Entries in snow (72)

Thursday
Jan212010

Sunset, Thursday, 21 January 2010

William Theodore Van Doren. Sunset from Stony Point, Albemarle County, Va. Oil on watercolor block, 16 x 20.

Rain verging on sleet and snow – the approach of our old friend ‘wintry mix’.

I’m not sure anyone wants to see a rainy sunset on a wall calendar or, if today’s their birthday, receive a print of their special day as all gray. These are not merely commercial considerations – perhaps the time will come when I can find and show something of the inner nature of an outwardly dark day.

Tuesday
Jan192010

Sunset, Tuesday, 19 January 2010

William Theodore Van Doren. Sunset from Stony Point, Albemarle County, Va. Oil on watercolor block, 16 x 20.

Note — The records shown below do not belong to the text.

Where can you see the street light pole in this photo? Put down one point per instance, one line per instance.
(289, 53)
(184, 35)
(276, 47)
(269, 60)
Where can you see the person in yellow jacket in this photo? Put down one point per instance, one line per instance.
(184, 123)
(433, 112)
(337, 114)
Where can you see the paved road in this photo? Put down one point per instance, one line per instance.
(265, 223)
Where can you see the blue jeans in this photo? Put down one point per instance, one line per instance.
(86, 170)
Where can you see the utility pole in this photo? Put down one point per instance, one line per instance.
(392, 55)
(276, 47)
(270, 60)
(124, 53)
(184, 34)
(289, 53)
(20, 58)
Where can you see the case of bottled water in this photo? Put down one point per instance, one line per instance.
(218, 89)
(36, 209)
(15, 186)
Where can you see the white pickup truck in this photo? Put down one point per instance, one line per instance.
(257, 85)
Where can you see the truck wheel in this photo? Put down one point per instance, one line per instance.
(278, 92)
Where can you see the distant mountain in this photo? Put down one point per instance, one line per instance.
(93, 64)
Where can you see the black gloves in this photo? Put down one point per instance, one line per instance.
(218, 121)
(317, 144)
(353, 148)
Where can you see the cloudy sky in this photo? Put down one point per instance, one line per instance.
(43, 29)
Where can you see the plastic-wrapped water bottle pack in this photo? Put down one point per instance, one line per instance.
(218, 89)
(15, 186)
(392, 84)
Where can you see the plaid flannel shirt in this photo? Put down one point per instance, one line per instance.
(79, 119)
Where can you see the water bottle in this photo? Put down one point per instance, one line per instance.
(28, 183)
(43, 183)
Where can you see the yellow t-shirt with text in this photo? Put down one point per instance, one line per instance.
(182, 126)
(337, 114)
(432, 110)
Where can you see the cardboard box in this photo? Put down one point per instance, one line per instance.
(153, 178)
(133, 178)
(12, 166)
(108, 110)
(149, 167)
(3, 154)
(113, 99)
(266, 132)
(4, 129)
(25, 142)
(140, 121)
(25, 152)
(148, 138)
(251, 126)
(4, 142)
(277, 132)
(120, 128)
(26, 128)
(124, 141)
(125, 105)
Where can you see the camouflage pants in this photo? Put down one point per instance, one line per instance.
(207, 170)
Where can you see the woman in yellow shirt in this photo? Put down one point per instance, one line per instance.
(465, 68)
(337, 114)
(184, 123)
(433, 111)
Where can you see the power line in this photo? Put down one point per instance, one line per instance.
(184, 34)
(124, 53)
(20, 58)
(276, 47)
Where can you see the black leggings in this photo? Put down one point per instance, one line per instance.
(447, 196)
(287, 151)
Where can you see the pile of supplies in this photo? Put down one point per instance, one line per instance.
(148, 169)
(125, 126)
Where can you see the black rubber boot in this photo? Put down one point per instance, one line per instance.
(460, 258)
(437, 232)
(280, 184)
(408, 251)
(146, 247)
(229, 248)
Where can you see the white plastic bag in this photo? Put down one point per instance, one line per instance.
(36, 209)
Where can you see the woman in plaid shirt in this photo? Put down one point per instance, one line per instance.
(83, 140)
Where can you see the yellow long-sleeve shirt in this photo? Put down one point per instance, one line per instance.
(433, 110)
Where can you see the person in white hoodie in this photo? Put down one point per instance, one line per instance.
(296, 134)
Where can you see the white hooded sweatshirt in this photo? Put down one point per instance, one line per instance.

Out in the fields/woods, while Flint chased what he contended was a fox, it was a transitional day – or a day that gave the illusion of transition. With a mild west breeze, it was more like margins of January and margins of March and April overlapped, throwing the day out of time. Patches of granular icy snow bordered lanes of thawed mud the more slippery for overlaying frozen earth. Ahead on the jeep trail, the sun bounced off a wet mat of dead leaves and snow melt. In the cutover field of scrubby trees, the immature trees let in the strong sunlight, but today you could believe it was the force of the sun that blasted the field and stunted the trees.

The sun was merely making a feint toward another season. For someone like me, with my vague grasp of the calculus behind the duration of winter, it seems on a day like this that the sun can do anything, that it can hold back and keep winter here, or pour down and make winter spring.

Thursday
Jan072010

Sunset, Thursday, 7 January 2010

William Theodore Van Doren. Sunset from Stony Point, Albemarle County, Va. Oil on watercolor block, 16 x 20.

A few snow showers along the Blue Ridge at sunset.

Earlier I pulled up to an intersection and beyond the red light thought I saw a pink flush over the haze horizon. Colors of coral and starfish, I decided. Long thin white clouds were foam. The blue sky between them turned out to be just that – blue sky. I was surprised to realize everything around me on the ground was the ocean and I was looking up through its surface.

Wednesday
Jan062010

Sunset, Wednesday, 6 January 2010

William Theodore Van Doren. Sunset from Stony Point, Albemarle County, Va. Oil on watercolor block, 16 x 20.

The big blue-green copper dome extends beyond blue snow mountains, past amethyst clouds, above carved oaks of gray-brown agate, over fields of broken green and white marble, over our house of sugar and salt, and my slate painted with powders of iron and zinc, glazed with ice. Crystalline evening.

Wednesday
Dec302009

Pairs

Painted lines on a vast parking lot, clouds in the blue sky. Dirt on heaps of snow along the road, streaks of gray in the white clouds. Flashing light of the rescue squad coming to someone’s aid, the red sunrise. The snowy blue-gray Southwest Mountains stretched out in a wave pattern, blue-gray-white clouds stretching behind the Southwest Mountains in a wave pattern. I don’t know where metaphor ends and reality begins.

Tuesday
Dec292009

Sunset, Tuesday, 29 December 2009

William Theodore Van Doren. Sunset from Stony Point, Albemarle County, Va. Oil on watercolor block, 16 x 20.

There’s a winter landscape right between a freeze and a thaw, and you may interpret it differently depending on which direction it’s taking. Some ground shows, in places even almost dry, there’s a beaten-back green inside the dead-straw matted grass – while entire fields remain solidly white. The sky approaching sunset doesn’t tip off any colors or show any clouds. We might have a solemn sinking of the sun and a falling thermometer, and no reassuring music to go along with it. Then at the last minute, even though it is indeed turning cold, we hear a little tune for a winter sunset.